Consider that prior to Dharma the Island, and ‘the hostiles’, had to contend with a military force intruding on the place. Potentially they considered the Island a fine place for nuclear testing, but whatever their purpose what they left was. . .
A potentially devastating weapon was their legacy. Now move forward a couple of decades and Dharma are the new intruders to the Island that ‘the hostiles’ must contend with. One of their legacies?
Another potentially devastating weapon. Not very ‘Namaste’, is it? Suddenly The Others and their claim that they are “the good guys”, from their perspective, certainly shoulders a lot of credibility. And consider also the observations of Nameless. . .
Nameless: “They come. They fight. They destroy. They corrupt. It always ends the same.”
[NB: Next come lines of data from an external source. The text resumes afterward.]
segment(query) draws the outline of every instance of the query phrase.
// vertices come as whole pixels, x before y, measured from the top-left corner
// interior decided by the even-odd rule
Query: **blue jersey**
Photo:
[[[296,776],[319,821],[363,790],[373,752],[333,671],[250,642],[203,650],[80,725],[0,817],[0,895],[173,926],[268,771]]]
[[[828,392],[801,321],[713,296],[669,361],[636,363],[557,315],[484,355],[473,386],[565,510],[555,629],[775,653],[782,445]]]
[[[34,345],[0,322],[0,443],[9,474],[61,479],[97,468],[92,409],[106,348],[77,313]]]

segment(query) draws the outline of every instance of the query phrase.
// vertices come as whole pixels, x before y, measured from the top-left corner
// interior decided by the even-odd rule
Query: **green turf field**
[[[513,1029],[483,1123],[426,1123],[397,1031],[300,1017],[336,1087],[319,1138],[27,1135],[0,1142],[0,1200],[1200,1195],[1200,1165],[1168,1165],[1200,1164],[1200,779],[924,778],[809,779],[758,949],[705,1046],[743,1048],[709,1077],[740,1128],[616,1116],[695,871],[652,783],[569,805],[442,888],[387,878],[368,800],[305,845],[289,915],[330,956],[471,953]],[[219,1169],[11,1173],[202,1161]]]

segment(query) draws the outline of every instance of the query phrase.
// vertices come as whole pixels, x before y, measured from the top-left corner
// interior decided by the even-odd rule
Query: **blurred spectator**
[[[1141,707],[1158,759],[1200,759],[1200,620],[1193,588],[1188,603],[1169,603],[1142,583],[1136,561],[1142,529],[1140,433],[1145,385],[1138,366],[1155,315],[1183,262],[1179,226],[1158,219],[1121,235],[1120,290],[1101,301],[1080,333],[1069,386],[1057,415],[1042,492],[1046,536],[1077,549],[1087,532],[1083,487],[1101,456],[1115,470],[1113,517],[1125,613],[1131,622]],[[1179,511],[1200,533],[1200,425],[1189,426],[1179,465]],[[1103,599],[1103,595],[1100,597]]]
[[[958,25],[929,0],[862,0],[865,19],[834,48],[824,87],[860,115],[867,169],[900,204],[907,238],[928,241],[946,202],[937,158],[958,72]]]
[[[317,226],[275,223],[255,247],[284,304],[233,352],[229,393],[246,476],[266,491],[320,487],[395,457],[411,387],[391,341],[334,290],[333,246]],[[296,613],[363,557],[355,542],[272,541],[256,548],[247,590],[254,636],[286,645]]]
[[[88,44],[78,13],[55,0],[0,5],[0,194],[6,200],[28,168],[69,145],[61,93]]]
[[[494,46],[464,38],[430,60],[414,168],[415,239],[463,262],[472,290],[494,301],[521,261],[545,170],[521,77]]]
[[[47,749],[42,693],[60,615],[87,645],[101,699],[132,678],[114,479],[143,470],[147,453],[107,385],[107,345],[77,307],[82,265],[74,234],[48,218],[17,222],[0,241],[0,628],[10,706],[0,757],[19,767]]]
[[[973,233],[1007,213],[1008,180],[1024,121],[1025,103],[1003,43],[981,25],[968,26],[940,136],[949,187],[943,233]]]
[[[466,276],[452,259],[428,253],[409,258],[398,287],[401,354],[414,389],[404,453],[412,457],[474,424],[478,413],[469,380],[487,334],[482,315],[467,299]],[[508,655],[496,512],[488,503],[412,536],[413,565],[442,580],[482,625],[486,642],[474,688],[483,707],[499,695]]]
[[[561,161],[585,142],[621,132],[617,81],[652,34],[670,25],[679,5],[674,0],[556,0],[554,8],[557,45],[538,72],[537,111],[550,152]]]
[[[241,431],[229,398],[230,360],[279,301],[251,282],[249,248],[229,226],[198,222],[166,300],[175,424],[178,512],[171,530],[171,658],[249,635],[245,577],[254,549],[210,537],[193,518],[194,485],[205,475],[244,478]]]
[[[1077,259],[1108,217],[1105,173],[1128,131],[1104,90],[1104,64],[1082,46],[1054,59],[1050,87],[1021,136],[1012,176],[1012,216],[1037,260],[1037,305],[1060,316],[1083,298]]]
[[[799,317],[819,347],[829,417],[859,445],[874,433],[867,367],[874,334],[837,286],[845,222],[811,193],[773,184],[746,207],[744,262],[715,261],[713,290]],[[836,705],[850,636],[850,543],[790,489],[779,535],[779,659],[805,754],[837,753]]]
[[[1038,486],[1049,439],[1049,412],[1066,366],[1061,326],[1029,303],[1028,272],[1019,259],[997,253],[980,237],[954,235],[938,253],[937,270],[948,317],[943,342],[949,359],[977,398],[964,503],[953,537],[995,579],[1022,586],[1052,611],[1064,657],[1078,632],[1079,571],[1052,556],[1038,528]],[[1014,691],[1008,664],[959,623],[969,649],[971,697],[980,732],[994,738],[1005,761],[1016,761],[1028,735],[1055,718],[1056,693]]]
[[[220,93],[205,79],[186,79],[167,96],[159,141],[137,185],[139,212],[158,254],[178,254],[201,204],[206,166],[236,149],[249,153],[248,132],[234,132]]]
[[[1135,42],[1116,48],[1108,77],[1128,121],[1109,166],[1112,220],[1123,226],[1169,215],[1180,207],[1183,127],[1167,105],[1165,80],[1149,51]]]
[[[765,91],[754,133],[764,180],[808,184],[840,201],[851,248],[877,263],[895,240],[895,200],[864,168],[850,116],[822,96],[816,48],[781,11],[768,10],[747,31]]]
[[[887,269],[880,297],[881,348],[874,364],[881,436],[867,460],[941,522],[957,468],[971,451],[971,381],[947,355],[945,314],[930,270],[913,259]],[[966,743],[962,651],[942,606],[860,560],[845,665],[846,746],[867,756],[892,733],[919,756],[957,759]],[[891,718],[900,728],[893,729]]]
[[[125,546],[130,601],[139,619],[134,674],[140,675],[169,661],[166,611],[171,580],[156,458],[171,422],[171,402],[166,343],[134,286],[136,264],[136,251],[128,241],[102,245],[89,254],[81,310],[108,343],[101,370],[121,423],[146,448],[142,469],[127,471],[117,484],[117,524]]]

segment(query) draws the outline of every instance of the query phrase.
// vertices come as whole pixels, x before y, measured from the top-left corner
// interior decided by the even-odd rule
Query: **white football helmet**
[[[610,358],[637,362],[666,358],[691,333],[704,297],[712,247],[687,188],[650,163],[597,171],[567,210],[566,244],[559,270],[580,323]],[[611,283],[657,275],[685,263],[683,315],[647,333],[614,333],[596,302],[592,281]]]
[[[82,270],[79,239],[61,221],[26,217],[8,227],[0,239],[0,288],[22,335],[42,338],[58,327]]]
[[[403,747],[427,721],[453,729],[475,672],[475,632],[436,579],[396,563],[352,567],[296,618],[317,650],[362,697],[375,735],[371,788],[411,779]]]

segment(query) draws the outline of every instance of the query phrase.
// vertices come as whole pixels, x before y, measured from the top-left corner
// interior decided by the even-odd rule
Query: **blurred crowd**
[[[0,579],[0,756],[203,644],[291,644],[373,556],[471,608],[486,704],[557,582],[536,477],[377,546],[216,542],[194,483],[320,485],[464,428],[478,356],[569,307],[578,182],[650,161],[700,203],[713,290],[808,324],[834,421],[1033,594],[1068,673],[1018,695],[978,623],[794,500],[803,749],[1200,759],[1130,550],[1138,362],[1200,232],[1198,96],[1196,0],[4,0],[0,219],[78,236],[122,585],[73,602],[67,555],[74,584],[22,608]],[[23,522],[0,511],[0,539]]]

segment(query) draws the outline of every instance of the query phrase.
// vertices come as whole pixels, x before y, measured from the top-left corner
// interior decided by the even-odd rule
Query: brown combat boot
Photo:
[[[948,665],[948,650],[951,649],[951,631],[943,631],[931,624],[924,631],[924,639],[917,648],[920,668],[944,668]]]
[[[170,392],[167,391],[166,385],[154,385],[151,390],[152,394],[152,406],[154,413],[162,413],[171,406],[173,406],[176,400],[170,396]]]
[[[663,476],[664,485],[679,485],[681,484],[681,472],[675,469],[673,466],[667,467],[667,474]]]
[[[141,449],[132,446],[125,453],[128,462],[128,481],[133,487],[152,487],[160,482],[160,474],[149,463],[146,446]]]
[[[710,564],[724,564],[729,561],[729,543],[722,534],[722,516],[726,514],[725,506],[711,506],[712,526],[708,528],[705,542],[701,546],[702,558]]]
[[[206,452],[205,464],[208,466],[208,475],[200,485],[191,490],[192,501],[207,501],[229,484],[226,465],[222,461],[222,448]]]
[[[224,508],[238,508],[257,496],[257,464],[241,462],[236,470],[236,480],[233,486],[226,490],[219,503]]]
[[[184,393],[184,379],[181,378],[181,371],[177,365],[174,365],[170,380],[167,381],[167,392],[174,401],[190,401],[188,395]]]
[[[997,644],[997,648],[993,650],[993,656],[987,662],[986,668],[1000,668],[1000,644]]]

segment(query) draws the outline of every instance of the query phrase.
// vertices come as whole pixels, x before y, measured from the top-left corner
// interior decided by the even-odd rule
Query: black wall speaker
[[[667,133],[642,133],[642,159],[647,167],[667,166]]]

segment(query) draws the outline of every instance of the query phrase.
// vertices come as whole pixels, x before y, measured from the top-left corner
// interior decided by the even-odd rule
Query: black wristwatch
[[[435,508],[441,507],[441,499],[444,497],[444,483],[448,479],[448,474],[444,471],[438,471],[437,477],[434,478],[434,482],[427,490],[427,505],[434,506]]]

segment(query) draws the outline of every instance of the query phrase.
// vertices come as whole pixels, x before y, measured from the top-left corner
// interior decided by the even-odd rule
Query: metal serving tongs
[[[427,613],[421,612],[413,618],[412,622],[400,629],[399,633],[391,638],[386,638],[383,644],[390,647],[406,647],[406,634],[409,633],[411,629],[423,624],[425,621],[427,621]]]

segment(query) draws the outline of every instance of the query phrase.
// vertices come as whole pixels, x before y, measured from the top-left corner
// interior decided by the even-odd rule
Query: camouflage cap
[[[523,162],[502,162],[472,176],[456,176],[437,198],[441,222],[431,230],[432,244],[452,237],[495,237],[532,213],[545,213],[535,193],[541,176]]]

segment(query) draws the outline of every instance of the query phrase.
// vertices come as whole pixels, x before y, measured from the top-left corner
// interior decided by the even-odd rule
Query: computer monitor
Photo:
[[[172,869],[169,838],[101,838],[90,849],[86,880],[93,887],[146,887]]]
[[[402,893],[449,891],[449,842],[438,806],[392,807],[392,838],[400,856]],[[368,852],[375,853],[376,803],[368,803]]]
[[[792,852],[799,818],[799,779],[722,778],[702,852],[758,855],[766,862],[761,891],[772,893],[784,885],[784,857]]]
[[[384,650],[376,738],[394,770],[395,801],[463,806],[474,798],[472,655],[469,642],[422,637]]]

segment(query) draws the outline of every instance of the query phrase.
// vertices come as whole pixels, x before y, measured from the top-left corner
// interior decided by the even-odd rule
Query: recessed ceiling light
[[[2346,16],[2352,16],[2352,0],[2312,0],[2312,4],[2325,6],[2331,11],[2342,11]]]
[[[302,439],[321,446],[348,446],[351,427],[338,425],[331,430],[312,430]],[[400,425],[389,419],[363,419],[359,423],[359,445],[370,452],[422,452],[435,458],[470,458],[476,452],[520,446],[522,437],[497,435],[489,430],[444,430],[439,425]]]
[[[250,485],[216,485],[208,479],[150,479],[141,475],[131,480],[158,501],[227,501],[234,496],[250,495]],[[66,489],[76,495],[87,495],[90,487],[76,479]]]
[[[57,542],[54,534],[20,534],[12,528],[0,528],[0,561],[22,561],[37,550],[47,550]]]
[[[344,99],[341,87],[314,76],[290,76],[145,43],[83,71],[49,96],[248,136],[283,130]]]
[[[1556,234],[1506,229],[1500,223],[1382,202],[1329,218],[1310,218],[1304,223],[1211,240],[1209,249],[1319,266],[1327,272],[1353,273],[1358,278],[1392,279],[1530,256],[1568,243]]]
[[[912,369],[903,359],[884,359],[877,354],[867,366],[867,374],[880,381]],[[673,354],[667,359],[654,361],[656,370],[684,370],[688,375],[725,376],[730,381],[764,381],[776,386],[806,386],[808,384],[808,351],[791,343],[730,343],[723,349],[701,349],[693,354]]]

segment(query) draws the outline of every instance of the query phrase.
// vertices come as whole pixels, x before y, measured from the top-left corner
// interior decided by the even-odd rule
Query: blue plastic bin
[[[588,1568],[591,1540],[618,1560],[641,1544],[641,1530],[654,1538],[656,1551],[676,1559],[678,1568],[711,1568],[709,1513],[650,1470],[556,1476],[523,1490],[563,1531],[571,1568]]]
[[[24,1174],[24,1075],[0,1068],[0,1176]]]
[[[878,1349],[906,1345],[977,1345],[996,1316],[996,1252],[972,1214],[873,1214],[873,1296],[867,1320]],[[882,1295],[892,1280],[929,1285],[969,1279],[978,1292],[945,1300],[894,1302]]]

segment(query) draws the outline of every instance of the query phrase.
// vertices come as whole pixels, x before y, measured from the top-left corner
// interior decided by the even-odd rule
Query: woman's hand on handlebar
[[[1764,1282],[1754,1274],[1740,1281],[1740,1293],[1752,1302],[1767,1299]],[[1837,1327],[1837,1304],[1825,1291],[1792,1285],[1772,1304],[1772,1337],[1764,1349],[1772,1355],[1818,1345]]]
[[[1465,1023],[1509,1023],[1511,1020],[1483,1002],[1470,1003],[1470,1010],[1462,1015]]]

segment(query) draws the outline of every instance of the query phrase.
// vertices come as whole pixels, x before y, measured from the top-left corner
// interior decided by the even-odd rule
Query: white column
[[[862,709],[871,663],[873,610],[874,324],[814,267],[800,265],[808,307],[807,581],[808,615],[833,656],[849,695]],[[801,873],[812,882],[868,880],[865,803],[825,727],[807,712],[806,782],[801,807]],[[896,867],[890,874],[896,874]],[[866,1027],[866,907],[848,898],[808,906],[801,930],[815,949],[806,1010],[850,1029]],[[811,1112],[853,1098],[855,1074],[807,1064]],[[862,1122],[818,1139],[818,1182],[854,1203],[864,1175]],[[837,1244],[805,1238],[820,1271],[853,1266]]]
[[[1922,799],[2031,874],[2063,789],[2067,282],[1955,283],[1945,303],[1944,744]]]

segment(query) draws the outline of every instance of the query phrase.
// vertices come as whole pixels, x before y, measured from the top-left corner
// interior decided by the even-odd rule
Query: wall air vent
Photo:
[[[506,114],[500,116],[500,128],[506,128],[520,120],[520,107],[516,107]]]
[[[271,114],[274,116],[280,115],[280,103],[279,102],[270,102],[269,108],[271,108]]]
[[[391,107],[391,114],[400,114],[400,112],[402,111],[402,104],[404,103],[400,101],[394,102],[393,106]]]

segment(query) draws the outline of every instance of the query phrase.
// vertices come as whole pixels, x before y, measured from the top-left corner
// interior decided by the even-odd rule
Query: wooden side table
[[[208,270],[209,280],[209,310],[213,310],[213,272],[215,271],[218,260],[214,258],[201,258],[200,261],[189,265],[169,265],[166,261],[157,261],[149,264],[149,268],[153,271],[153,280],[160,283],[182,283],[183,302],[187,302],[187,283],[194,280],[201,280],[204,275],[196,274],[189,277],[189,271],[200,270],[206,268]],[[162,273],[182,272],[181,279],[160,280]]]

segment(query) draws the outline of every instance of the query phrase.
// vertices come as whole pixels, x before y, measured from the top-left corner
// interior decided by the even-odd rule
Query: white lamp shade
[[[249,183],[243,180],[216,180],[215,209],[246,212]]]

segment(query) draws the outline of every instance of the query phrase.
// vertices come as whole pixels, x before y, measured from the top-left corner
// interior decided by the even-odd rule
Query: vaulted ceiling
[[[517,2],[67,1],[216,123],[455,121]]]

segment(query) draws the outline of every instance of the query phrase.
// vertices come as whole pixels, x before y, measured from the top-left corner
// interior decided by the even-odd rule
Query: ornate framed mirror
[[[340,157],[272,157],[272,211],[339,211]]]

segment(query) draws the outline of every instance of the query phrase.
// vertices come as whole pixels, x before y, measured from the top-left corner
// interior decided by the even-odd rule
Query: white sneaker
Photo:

For all their earnest scientific pursuit, Dharma, via The Tempest, have presented themselves as no more worthy of a place on the Island than all those that have been before. Rather than retreat and leave the Island they were prepared to kill everyone, even themselves, so that no one could have it. As I stated near the beginning, this is a rather shocking realisation. By this one aspect of the Dharma Initiative The Tempest Station ultimately proves to signify their lack of worth, and justifies itself as more than just a poorly-considered plot convenience. That The Tempest served to bring about Dharma’s demise is a bitterly ironic punchline. You reap what you sow.